Enquanto a banda crescia, a convivência entre Liam e Noel piorava. A ruptura definitiva ocorreu antes de um show em Paris, em 2009, o que resultou no cancelamento da apresentação e dos demais shows, além do fim do Oasis.
Durante todos esses anos, Liam e Noel seguiram com suas carreiras musicais e continuaram a direcionar declarações irônicas através da imprensa, embora sempre pairasse no ar um possível retorno do Oasis. Liam chegou a publicar em 2023 que, se o Manchester City (clube pelo qual ambos são torcedores fanáticos) ganhasse a Champions League, ligaria para Noel e traria a banda de volta. De qualquer forma, o City acabou campeão e, pouco mais de um ano após, foi anunciado o retorno do Oasis para uma sequência de shows em 2025.
Dirigido por Will Lovelace e Dylan Southern, “Don’t Look Back in Anger” traça a trajetória dessa reunião. Logo no início, o filme usa um pouco de ironia para mostrar a banda ensaiando, já que Liam não aparece no princípio dos trabalhos no estúdio. Essa situação – que brinca com as várias vezes que Noel chamou o irmão de antiprofissional e com declarações de Liam de que não era muito chegado em ensaiar – deixa claro que ambos não perderam o sarcasmo e a ironia, mas trazem uma certa dose de sabedoria. Com os dois na casa dos cinquenta anos, Liam, sempre brincalhão, trata de assuntos mais sérios. Enquanto isso, Noel se abre mais emocionalmente: ele chega a colocar o retorno da banda em dúvida – opinião que muda no decorrer da turnê – e diz que, enfim, os filhos deles se conhecem, mostrando que a separação se estendeu ao âmbito familiar. Essa paz reinante entre ambos é bem explorada, destacando-se a entrada deles nos shows com os braços juntos no alto.

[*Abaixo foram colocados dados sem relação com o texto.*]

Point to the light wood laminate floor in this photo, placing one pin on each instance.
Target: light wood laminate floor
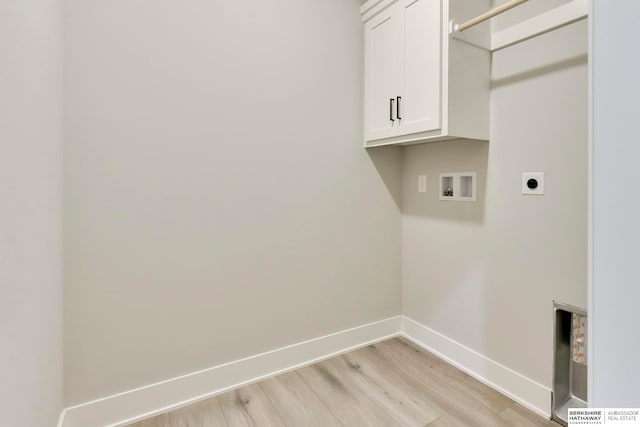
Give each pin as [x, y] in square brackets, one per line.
[392, 383]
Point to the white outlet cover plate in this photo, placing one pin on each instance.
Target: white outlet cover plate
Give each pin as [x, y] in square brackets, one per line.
[422, 183]
[538, 176]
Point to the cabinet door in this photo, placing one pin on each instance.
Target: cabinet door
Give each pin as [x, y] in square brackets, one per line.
[381, 74]
[420, 65]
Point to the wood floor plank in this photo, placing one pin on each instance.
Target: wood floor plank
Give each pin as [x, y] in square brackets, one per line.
[296, 403]
[249, 406]
[392, 383]
[482, 392]
[207, 413]
[157, 421]
[518, 415]
[438, 389]
[386, 388]
[349, 406]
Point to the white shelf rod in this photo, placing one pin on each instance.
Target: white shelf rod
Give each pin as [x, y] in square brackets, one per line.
[488, 15]
[566, 14]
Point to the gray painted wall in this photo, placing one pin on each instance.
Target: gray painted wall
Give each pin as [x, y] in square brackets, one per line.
[485, 274]
[218, 201]
[30, 213]
[615, 233]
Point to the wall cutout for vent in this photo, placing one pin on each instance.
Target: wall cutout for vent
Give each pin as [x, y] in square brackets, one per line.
[458, 186]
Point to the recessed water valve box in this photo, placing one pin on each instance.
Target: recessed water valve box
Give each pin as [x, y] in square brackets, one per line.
[458, 186]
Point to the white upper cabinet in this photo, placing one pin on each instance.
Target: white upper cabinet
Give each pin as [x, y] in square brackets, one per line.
[420, 86]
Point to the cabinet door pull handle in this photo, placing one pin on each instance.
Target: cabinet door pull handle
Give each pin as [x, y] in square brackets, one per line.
[391, 109]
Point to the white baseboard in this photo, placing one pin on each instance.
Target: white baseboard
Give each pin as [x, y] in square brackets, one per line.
[130, 406]
[516, 386]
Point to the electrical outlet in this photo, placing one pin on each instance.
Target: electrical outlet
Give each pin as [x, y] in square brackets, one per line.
[422, 183]
[533, 183]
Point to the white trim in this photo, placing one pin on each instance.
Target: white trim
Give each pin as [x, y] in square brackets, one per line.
[144, 402]
[61, 418]
[512, 384]
[133, 405]
[591, 209]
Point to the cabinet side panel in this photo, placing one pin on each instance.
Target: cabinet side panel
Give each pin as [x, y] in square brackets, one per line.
[469, 70]
[420, 60]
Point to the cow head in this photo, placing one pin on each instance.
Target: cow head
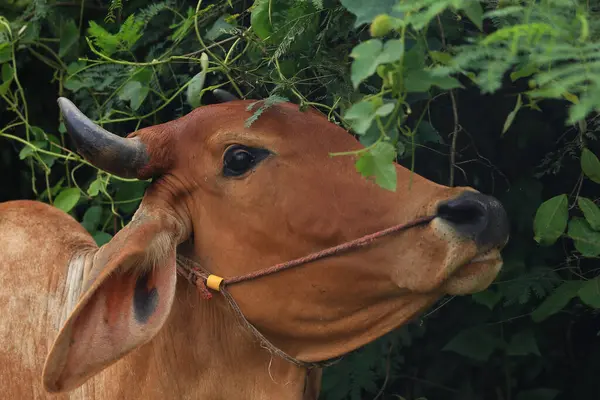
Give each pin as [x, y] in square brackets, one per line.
[250, 197]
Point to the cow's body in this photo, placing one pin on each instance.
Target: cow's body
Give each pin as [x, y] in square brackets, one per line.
[116, 322]
[187, 360]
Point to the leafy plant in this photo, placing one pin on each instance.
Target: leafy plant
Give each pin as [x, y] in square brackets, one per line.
[502, 96]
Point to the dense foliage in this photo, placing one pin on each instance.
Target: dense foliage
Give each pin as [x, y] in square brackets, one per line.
[500, 95]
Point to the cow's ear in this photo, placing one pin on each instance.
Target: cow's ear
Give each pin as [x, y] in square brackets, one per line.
[126, 299]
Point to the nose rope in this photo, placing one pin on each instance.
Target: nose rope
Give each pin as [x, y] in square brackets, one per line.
[194, 273]
[216, 282]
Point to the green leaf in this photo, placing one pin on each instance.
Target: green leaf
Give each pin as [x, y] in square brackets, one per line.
[474, 12]
[585, 239]
[69, 35]
[67, 199]
[360, 116]
[522, 344]
[91, 218]
[96, 186]
[475, 343]
[538, 394]
[385, 109]
[7, 76]
[196, 86]
[370, 54]
[591, 212]
[552, 304]
[551, 220]
[590, 293]
[590, 165]
[285, 22]
[135, 93]
[511, 116]
[219, 28]
[366, 11]
[101, 238]
[378, 163]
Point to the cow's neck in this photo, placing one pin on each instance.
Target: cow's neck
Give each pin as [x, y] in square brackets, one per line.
[215, 357]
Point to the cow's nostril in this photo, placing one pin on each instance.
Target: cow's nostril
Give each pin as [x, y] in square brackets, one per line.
[478, 217]
[463, 212]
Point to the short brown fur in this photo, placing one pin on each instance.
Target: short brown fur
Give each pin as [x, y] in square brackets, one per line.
[297, 201]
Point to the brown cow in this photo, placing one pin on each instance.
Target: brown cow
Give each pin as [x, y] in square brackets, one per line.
[83, 322]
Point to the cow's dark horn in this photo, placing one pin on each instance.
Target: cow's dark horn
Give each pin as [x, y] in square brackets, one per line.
[119, 156]
[223, 96]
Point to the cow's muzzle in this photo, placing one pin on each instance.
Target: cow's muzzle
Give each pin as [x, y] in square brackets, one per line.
[478, 217]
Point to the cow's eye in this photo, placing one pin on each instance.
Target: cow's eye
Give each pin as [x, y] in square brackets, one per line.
[238, 159]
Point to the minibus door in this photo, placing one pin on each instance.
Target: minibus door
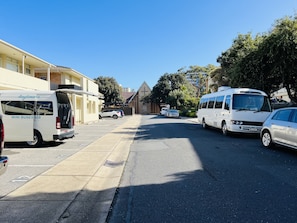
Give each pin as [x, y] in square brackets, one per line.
[18, 121]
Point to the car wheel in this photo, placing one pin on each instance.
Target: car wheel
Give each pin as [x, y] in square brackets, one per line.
[204, 125]
[224, 129]
[37, 140]
[266, 139]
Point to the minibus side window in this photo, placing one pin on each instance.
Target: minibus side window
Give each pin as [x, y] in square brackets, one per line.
[227, 102]
[17, 107]
[211, 103]
[219, 102]
[44, 108]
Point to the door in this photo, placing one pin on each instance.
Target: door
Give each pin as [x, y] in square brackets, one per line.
[18, 120]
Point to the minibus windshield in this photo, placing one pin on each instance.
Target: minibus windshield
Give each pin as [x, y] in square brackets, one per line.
[243, 102]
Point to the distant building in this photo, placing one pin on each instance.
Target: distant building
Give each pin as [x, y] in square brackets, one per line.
[134, 100]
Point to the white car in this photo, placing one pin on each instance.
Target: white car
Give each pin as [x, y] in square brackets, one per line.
[280, 128]
[112, 113]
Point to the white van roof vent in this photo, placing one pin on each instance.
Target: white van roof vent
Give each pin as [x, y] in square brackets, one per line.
[223, 88]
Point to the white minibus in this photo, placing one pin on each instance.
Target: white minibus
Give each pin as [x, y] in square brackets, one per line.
[241, 110]
[36, 116]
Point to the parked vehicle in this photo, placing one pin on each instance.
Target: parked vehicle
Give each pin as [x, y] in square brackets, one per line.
[241, 110]
[112, 113]
[280, 128]
[172, 113]
[36, 116]
[3, 159]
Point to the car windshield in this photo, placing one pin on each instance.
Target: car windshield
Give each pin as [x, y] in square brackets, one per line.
[251, 102]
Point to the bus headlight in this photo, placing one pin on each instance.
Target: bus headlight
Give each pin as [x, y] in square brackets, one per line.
[236, 122]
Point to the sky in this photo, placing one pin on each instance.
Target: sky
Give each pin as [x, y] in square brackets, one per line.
[134, 41]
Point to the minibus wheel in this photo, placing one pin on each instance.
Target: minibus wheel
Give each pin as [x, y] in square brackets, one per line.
[37, 139]
[224, 128]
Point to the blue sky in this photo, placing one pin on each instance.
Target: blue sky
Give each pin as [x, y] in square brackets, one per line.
[134, 40]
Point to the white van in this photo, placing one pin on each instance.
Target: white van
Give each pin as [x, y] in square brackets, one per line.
[36, 116]
[241, 110]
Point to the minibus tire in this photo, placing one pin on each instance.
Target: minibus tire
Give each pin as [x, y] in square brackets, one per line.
[37, 139]
[224, 128]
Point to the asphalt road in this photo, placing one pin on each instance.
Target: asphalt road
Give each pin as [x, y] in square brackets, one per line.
[26, 163]
[179, 172]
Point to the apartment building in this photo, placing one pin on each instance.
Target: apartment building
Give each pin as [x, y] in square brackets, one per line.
[22, 70]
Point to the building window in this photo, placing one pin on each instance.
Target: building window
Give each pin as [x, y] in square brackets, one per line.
[27, 69]
[12, 64]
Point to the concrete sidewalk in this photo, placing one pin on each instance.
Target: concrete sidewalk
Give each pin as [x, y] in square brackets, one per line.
[80, 188]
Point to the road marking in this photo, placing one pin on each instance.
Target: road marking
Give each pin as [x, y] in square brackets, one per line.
[22, 179]
[30, 165]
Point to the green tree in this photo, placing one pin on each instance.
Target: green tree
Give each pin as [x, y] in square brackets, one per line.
[230, 60]
[280, 48]
[111, 90]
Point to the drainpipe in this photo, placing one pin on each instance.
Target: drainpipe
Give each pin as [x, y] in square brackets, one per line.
[23, 63]
[49, 77]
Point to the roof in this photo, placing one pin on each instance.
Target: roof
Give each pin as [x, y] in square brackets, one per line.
[18, 54]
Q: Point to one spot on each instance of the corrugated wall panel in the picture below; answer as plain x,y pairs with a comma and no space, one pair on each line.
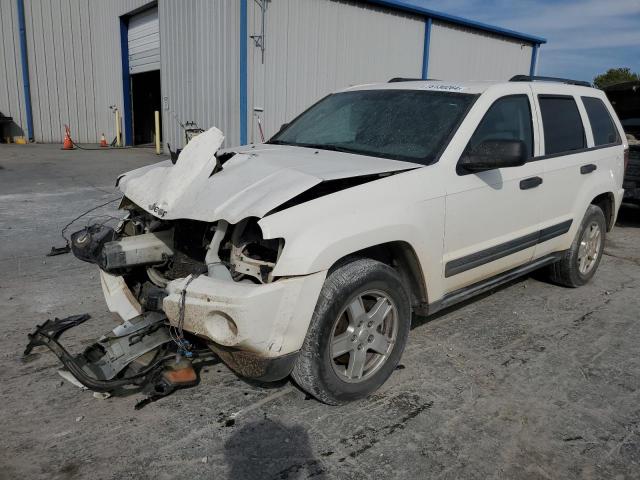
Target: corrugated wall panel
75,65
199,52
314,47
11,85
459,53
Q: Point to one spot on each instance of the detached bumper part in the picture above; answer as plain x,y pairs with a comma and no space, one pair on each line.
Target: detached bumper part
100,366
257,367
266,320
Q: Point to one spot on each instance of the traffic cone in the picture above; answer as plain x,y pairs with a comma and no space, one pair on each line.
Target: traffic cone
67,144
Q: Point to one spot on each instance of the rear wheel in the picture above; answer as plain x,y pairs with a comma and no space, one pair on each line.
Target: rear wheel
580,262
357,334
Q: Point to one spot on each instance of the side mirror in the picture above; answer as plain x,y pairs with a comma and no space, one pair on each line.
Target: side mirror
493,154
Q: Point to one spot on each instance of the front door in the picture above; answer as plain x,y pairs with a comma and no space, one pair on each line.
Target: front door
492,217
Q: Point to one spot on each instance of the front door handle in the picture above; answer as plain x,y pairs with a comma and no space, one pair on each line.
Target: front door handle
528,183
587,168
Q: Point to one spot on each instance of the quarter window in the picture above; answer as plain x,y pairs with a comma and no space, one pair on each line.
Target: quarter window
509,118
604,131
562,124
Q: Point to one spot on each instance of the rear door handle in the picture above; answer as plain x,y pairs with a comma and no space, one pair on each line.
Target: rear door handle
587,168
528,183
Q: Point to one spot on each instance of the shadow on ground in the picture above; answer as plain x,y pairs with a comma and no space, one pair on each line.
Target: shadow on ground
267,448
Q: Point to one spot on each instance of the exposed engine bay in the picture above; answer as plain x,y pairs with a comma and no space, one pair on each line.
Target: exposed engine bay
149,253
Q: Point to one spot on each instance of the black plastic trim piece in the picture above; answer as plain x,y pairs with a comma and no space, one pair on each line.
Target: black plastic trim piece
532,182
465,293
474,260
533,78
572,152
554,231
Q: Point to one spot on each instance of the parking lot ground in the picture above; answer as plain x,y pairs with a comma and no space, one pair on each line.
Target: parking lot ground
534,381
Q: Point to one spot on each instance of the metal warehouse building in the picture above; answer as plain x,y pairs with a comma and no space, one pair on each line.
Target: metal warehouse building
240,65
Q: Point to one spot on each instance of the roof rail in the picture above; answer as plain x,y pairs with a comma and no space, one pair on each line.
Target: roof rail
402,79
531,78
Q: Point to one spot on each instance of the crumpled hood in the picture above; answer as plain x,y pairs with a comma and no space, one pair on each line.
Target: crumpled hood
253,182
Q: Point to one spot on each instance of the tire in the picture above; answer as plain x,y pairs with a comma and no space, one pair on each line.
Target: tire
569,271
345,311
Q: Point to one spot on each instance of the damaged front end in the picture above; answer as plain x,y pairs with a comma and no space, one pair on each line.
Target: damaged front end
188,268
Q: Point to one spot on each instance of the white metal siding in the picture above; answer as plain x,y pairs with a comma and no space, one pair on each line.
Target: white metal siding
144,42
459,53
314,47
75,65
11,85
200,74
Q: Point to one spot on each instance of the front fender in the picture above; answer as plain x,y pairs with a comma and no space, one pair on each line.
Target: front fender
320,232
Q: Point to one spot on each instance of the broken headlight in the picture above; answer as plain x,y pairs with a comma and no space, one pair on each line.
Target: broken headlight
252,256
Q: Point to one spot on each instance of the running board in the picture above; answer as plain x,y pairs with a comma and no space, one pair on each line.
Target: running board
485,285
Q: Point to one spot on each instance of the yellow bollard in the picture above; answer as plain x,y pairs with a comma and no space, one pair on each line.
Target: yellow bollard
117,113
157,116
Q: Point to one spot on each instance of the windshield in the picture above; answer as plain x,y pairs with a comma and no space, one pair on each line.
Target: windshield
410,125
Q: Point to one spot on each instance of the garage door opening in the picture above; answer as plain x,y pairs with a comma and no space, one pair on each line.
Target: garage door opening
145,100
142,82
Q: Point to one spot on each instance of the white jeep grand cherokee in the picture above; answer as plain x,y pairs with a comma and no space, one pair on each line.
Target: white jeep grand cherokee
308,255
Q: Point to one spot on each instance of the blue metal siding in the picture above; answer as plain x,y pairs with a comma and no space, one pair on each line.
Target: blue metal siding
408,6
25,68
425,53
534,60
243,72
126,81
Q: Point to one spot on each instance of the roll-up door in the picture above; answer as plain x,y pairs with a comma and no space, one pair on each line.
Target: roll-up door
144,42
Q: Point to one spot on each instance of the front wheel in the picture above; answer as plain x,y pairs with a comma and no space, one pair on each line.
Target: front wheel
580,262
357,333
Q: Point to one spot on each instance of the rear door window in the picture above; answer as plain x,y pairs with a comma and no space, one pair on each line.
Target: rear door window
562,124
604,131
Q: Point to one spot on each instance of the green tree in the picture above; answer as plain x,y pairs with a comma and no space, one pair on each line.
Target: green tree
615,75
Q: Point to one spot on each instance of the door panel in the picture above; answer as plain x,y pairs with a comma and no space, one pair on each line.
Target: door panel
563,190
492,217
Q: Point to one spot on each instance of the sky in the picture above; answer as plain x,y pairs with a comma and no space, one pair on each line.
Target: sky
584,37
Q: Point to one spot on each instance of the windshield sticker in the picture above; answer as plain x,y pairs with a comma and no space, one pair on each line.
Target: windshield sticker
448,88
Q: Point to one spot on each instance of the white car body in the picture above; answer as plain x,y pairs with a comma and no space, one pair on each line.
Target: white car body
441,221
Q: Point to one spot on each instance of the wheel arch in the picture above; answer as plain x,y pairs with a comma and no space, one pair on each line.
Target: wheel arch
400,256
606,202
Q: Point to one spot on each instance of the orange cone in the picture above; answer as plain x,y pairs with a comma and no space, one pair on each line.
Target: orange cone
67,144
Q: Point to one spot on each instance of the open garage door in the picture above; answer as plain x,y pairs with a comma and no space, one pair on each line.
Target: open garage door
144,42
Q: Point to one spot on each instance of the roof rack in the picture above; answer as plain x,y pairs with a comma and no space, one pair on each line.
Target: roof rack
402,79
532,78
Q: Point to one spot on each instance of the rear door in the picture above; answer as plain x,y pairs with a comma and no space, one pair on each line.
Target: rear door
575,158
492,217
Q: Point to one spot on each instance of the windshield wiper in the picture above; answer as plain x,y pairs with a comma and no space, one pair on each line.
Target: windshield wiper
325,146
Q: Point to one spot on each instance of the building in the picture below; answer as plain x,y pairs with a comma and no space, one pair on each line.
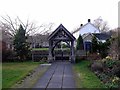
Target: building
87,39
38,41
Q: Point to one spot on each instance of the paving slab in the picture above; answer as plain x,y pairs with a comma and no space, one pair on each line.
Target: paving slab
59,75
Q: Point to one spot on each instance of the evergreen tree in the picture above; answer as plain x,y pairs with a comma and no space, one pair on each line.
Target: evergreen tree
94,44
20,45
80,45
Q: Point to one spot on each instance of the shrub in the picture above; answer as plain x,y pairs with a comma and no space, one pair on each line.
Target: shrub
97,66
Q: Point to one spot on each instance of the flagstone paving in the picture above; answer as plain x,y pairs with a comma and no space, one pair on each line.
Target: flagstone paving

Pode-se argumentar que o documentário evita abordar situações sensíveis, como os motivos que levaram à separação em 2009. Por mais que esse questionamento seja válido, a intenção nunca foi aprofundar esses temas. Aliás, além dos irmãos, tanto os músicos do passado quanto os do presente são pouco mencionados. A volta de Paul “Bonehead” Arthurs, guitarrista original que deixou a banda em 1998, é festejada, mas não há nenhum questionamento sobre o motivo de sua saída e nem pronunciamento por parte dele. O único músico a ganhar destaque é Gary “Mani” Mounfield, baixista do Stone Roses, falecido em 20/11/2025, que recebeu uma homenagem sincera.
Musicalmente, as canções são apresentadas de forma reduzida, com closes do público e da banda, intercalados com depoimentos dos irmãos e fãs. O filme transmite com habilidade o impacto que a música teve na vida das pessoas. Há desde fãs mais antigos até mais recentes, mostrando que a banda passou de geração para geração, além de casos singulares, como um torcedor de futebol argentino que adaptou a letra de “Wonderwall” para homenagear o San Lorenzo e uma brasileira que batizou seu cachorro com o nome de Bonehead. Algumas declarações soam exageradas – como ‘quando o Oasis acabou, foi como se meu filho tivesse morrido’ -, mas a maioria é genuína, com fãs se emocionando em todos os lugares por onde a turnê passou.
Com o Oasis prestes a anunciar uma nova turnê para 2027, “Don’t Look Back in Anger” é um presente para os fãs ‘que nunca abandonaram a banda’ e mantêm seu nome em evidência – e nada poderia ser mais adequado do que o título “Não Olhe para Trás com Raiva” para toda a história vivida pelo grupo.